Retaining wall in slopes

Retaining wall in slopes

(OP)
Hi, perhaps this is a basic question but, why the failure plane of the slope always pass thru the wall heel for slope stability analysis in cantilever concrete retaining walls? I was thinking on that but cold not find a good answer. If this is for fill areas, I can see that perhaps the failure plane "follows" the plane between the existing and fill soils behind the retaining wall and therefore the failure plane touches the wall heel. But I am not sure if this is correct...

RE: Retaining wall in slopes

The failure plane does not always pass through the heel, but it usually does. It is just a mater of the forces. Best suggestion is for you to set up a simple stratigraphy and geometry and then play with different soil parameters. If you do enough different runs, you will find cases where the failure plane doesn't pass through the heel.

Mike Lambert

RE: Retaining wall in slopes

Pretty hard to have a failure plane through reinforced concrete thus the path of lease resistance is around the concrete wall and what slope stability programs will seek out for the lowest factor of safety.

There may be some configurations like Mike mentions above where the failure plane goes further below a concrete wall but that requires less than uniform soil conditions and almost a special case situation. Generally, if the failure plane does not go right around the heel, I think the modeling is suspect and that the search limits need to be reviewed.

RE: Retaining wall in slopes

(OP)
Mike and Doctormo, thanks for the replies which make sense to me. I was just asking this question because I was using the Bowles book to check some retaining wall design and found that Bowles mentions that the all failure planes pass through the heel point. See attached.

RE: Retaining wall in slopes

Remember this is a text book discussing principals and talking about doing the analysis by hand. The vast majority of failures will go through the heel, just don't be surprised that there will be exceptions if you look at enough different situations.

Mike Lambert

RE: Retaining wall in slopes

(OP)
Mike, understood and thanks again for the warning note.

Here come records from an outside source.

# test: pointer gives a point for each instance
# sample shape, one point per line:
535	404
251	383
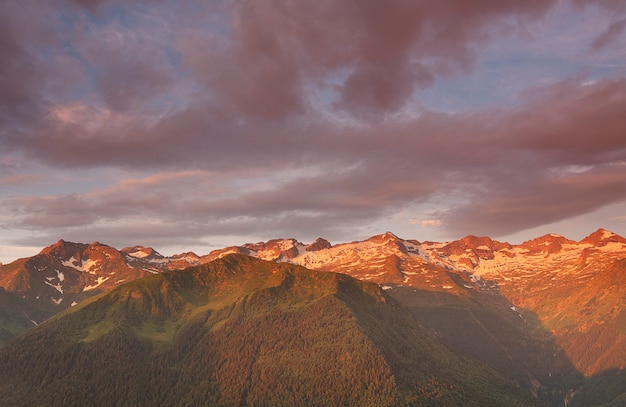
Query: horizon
199	249
206	124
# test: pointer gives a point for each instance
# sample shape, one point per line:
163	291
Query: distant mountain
548	308
242	331
547	314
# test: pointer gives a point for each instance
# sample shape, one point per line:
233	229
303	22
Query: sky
193	125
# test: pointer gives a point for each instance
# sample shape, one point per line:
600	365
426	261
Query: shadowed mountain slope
242	331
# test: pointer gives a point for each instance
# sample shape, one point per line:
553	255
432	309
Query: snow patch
56	286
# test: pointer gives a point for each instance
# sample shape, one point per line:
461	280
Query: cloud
611	35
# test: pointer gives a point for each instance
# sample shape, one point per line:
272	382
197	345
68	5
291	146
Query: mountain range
546	316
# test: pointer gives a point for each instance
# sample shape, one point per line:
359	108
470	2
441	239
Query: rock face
574	291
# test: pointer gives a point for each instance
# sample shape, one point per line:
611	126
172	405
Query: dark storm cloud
212	97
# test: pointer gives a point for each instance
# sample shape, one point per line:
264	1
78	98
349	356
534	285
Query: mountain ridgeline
384	321
242	331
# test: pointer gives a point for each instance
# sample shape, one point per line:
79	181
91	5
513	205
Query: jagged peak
384	237
601	237
477	243
141	251
318	244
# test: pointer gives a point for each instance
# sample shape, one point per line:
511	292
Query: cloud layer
268	118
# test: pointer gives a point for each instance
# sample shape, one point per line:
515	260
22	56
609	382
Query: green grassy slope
241	331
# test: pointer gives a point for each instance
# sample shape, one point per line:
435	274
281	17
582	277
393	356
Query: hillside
241	331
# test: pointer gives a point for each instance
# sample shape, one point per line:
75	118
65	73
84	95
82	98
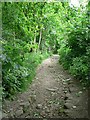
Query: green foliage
75	46
37	29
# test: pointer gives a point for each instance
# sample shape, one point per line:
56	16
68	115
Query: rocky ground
54	93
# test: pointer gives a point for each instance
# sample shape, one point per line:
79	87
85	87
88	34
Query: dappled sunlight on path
53	93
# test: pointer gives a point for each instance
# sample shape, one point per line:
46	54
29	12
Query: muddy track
53	94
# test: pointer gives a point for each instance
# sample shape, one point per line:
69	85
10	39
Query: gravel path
53	94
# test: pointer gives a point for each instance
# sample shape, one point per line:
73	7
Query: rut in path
53	93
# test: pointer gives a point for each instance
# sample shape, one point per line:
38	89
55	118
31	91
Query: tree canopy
31	31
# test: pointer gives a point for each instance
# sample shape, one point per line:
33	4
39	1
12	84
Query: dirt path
52	94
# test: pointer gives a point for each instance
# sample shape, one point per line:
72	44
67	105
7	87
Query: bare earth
53	94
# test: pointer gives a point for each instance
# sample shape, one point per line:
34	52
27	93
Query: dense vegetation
33	31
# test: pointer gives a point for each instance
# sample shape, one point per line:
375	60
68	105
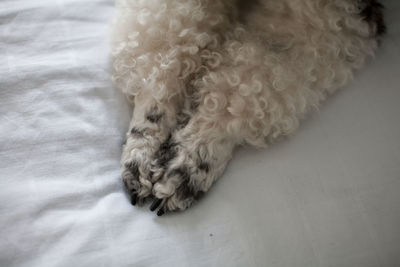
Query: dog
205	76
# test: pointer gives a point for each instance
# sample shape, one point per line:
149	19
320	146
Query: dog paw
138	152
190	173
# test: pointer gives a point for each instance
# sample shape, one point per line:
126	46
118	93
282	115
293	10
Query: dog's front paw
190	173
136	162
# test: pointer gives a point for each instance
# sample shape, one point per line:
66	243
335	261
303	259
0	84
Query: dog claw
133	199
155	204
160	212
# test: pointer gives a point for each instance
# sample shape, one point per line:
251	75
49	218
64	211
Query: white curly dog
207	75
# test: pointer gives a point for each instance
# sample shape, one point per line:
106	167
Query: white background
328	196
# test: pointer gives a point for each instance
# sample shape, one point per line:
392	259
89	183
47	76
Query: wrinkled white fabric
328	196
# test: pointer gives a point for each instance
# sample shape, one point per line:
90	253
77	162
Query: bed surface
328	196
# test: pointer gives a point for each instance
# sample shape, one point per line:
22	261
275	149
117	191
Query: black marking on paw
136	132
372	12
133	167
155	204
183	120
166	152
182	172
204	166
154	117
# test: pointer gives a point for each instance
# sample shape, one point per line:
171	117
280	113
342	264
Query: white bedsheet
328	196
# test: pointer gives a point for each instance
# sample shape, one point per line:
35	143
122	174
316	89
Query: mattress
327	196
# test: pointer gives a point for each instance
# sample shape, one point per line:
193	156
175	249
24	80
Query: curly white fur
239	75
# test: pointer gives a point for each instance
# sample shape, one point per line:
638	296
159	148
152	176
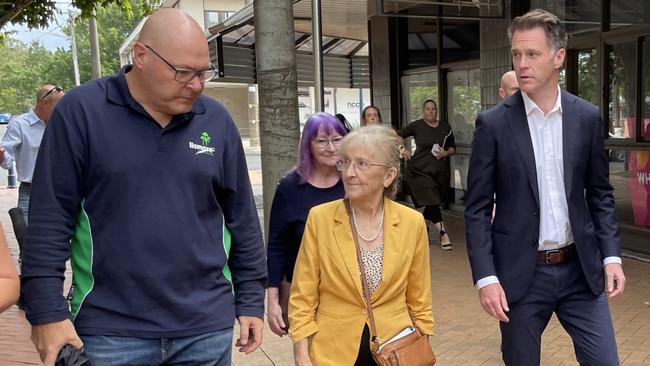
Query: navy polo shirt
160	223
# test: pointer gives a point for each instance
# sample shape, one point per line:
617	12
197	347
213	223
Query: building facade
456	51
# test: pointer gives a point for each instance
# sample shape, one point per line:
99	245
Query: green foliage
21	75
25	67
39	14
113	27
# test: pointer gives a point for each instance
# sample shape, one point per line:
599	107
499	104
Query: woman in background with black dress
427	169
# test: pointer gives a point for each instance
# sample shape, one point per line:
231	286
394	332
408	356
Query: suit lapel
570	136
345	242
515	114
391	246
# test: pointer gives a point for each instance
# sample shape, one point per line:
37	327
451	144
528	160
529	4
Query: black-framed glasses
360	165
186	75
58	89
322	143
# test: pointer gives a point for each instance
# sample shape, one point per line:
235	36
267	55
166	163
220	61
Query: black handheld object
19	224
69	356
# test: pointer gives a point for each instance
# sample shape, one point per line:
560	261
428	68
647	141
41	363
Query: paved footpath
465	335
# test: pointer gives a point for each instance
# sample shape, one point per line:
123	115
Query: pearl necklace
356	226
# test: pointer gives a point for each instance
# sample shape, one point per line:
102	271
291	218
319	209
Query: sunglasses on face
186	75
58	89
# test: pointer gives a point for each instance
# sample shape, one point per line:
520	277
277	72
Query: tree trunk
275	56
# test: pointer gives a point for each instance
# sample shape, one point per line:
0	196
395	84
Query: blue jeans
209	349
23	199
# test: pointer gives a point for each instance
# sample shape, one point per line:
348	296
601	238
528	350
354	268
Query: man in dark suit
553	245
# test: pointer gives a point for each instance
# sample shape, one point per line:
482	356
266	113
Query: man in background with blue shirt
142	182
23	137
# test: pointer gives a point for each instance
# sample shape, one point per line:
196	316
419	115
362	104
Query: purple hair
330	125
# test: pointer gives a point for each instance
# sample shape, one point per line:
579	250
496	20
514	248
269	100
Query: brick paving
465	335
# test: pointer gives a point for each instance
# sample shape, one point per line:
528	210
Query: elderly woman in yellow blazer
329	321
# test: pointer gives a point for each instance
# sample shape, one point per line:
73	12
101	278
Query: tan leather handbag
409	347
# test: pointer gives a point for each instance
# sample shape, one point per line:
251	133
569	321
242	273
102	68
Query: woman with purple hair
315	180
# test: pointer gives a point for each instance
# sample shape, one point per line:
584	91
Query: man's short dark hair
553	27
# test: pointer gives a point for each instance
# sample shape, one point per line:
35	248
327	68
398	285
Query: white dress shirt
21	143
546	135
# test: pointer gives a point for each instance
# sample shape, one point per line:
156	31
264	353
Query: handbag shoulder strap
364	281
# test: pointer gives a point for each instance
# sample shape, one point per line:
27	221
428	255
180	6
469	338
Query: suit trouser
563	289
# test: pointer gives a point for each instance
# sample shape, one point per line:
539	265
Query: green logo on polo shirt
204	148
205	138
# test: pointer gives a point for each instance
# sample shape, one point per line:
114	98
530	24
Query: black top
425	175
291	205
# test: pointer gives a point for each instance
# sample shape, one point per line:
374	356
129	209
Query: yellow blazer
326	302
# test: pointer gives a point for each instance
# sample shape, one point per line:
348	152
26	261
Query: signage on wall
639	184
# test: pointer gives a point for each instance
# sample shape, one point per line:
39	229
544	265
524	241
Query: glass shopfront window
622	83
629	12
463	104
587	82
416	88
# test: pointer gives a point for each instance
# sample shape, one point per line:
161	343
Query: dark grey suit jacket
503	162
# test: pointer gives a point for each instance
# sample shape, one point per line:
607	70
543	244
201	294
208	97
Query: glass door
463	104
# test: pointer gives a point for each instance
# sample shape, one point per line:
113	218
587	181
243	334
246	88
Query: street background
465	335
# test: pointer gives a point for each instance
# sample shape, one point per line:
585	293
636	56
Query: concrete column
275	56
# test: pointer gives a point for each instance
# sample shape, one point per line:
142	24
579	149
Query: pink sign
639	182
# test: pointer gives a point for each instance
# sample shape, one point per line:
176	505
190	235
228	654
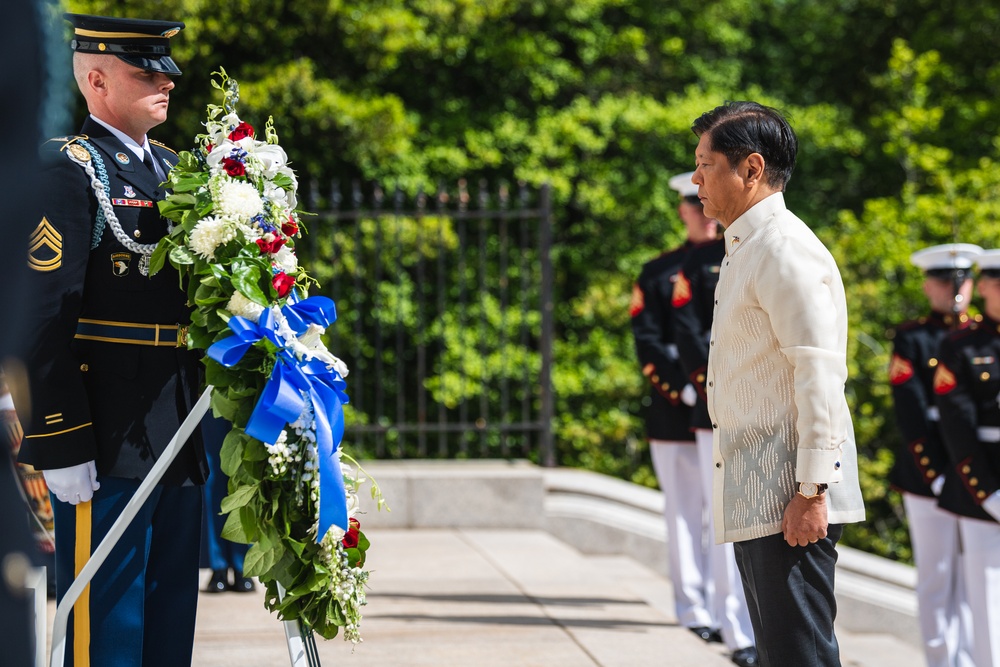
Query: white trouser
676	467
981	545
726	598
945	618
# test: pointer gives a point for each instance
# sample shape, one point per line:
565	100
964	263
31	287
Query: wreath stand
301	642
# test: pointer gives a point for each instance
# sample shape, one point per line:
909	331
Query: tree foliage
895	106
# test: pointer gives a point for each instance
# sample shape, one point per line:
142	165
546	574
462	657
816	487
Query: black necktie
148	161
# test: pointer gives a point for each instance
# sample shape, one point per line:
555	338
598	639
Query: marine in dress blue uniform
111	377
967	392
693	302
921	468
671	442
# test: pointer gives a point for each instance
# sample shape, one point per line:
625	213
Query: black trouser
791	600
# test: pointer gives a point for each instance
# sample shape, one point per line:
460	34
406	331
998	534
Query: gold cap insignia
79	152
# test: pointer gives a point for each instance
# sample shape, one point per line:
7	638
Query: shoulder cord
101	187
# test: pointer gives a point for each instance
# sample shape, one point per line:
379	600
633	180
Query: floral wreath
292	495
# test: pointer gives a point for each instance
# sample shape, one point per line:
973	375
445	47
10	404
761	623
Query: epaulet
163	146
63	142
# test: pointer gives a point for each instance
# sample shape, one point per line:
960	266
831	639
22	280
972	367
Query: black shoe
707	634
219	582
745	657
242	584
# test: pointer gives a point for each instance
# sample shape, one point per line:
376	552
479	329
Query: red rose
282	283
234	167
270	247
351	536
242	131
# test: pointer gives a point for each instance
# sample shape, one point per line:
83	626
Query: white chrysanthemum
208	234
239	200
286	260
244	307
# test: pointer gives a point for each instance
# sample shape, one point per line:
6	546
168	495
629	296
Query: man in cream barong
784	461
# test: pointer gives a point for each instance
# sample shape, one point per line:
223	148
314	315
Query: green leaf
233	531
240	497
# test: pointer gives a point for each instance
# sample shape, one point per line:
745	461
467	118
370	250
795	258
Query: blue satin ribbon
292	382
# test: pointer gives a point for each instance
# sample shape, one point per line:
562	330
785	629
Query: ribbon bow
293	381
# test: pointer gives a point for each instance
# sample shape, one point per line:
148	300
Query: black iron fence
445	316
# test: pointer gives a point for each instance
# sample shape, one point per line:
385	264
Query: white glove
992	505
689	395
73	485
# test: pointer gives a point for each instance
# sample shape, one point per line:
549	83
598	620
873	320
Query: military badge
120	263
79	152
45	247
944	380
900	370
638	301
682	291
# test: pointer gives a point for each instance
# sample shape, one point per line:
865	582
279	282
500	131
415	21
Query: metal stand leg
97	559
36	582
301	642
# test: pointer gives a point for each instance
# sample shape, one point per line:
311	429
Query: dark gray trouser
790	595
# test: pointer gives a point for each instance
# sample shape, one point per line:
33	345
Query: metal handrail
58	652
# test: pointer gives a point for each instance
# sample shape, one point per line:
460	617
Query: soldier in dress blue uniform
668	418
921	463
967	392
111	377
693	303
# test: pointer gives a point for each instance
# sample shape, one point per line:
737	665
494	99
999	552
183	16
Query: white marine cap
989	260
682	183
947	257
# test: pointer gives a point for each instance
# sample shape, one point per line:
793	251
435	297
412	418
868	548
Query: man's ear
755	168
98	81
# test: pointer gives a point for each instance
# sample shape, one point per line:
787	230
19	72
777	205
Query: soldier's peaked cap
989	262
941	260
141	43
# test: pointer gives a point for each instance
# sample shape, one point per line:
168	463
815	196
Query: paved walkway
484	598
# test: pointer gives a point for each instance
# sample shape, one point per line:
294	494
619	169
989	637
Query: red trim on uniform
900	370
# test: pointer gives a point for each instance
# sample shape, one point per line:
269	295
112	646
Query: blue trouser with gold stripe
139	610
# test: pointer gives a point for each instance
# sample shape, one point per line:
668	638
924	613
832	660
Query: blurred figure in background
921	464
694	305
967	391
668	419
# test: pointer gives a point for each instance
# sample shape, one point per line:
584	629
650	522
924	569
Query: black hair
737	129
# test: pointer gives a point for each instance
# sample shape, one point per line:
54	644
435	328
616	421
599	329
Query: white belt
989	433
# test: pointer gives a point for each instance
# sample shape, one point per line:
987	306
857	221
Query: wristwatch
810	489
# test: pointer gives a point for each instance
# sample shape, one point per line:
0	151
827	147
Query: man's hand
805	520
73	485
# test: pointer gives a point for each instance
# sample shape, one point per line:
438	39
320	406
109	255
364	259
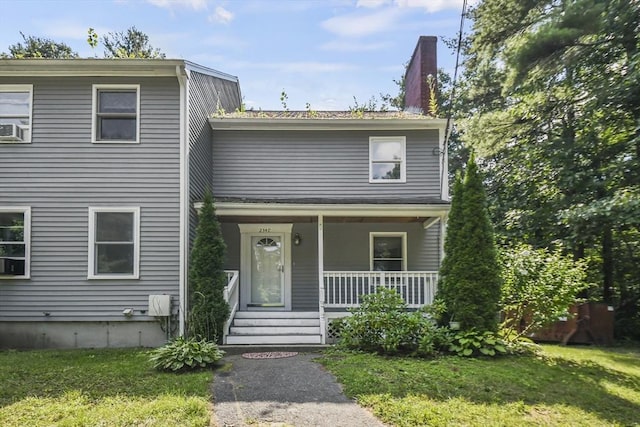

RE: Retaining wall in slopes

There is a big difference between the failure surface passing "through the heel" (i.e., through the back of the concrete footing) and passing through the "heel point" (just passed the end of the concrete footing as shown by Bowles).

www.PeirceEngineering.com

RE: Retaining wall in slopes

(OP)
PEinc, yes, you are right, I did not explain it well in my first post... sorry for the confusion.

RE: Retaining wall in slopes

Also - the "failure" plane you are talking about is the "Wall Failure" plane for determining overturning, sliding. May not be the same as the "real" failure plane in a global stability analysis.

RE: Retaining wall in slopes

(OP)
BigH, based on Bowles book, I was thinking that was the plane failure for global stability. In order to determine the wall dimensions, I checked for sliding, overturning and bearing capacity separately. Once I determine the dimensions based on the above separate analysis , I can check for global stability based on those dimensions. Is this not correct?